Towards optimal VLAD for human action recognition from still images

Article ID	Journal	Published Year	Pages	File Type
4969014	Image and Vision Computing	2016	11 Pages	PDF

Abstract

Human action recognition from still image has recently drawn increasing attention in human behavior analysis and also poses great challenges due to the huge inter ambiguity and intra variability. Vector of locally aggregated descriptors (VLAD) has achieved state-of-the-art performance in many image classification tasks based on local features. The great success of VLAD is largely due to its high descriptive ability and computational efficiency.

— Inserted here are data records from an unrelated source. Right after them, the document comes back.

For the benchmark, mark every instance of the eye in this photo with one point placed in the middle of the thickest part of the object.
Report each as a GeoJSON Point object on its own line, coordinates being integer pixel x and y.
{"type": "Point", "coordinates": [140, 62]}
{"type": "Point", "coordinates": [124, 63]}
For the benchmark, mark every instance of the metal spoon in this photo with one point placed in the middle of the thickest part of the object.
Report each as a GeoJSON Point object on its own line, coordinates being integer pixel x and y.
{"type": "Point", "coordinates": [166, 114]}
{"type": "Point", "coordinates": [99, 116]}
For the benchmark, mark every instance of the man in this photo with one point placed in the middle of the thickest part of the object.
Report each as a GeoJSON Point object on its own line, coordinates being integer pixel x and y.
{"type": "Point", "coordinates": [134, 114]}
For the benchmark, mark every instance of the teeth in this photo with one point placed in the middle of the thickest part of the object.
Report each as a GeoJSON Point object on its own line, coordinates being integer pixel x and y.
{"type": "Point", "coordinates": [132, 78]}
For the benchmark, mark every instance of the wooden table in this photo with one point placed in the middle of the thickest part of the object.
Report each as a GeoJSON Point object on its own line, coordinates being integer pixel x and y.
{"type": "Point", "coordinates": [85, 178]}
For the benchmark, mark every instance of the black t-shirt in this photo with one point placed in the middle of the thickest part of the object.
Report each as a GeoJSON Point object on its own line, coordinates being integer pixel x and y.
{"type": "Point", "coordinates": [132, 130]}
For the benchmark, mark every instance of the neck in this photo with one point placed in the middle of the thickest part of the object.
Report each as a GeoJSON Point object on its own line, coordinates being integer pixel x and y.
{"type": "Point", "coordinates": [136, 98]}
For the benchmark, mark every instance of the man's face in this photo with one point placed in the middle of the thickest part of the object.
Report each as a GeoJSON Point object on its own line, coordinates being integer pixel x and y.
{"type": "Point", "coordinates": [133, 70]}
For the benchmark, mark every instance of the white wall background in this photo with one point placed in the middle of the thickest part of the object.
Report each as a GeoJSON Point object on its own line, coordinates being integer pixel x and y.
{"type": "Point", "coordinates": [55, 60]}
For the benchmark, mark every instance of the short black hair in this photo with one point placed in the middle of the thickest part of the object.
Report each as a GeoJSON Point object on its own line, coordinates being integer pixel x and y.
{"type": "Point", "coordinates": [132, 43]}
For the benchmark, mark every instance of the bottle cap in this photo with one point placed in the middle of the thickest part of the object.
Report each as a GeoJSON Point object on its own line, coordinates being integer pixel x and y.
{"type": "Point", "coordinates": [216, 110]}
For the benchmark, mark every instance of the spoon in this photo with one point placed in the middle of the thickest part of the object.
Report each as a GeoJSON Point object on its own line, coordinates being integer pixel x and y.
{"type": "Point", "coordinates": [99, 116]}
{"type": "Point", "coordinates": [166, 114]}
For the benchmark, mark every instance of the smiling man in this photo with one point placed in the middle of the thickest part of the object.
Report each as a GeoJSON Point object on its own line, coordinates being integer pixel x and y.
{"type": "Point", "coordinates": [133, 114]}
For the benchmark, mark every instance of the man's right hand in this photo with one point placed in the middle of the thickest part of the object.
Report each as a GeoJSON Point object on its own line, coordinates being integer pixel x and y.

In this paper, towards optimal VLAD representations for human action recognition from still images, we improve VLAD by tackling three important issues including empty cavity, ambiguity and pooling strategies. The empty cavity limits the performance of VLAD and has long been overlooked. We investigate the empty cavity and provide an effective solution to deal with it, which improves the performance of VLAD; we enhance the codewords with middle level of assignments which are more reliable and can provide more useful information for realistic activity; we propose incorporating the generalized max pooling to replace sum pooling in VLAD, which is more reliable for the final representation. We have conducted extensive experiments on four widely-used benchmarks to validate the proposed method for human action recognition from still images. Our method produces competitive performance with state-of-the-art algorithms.

Keywords

VLAD Ambiguity Human Activity Recognition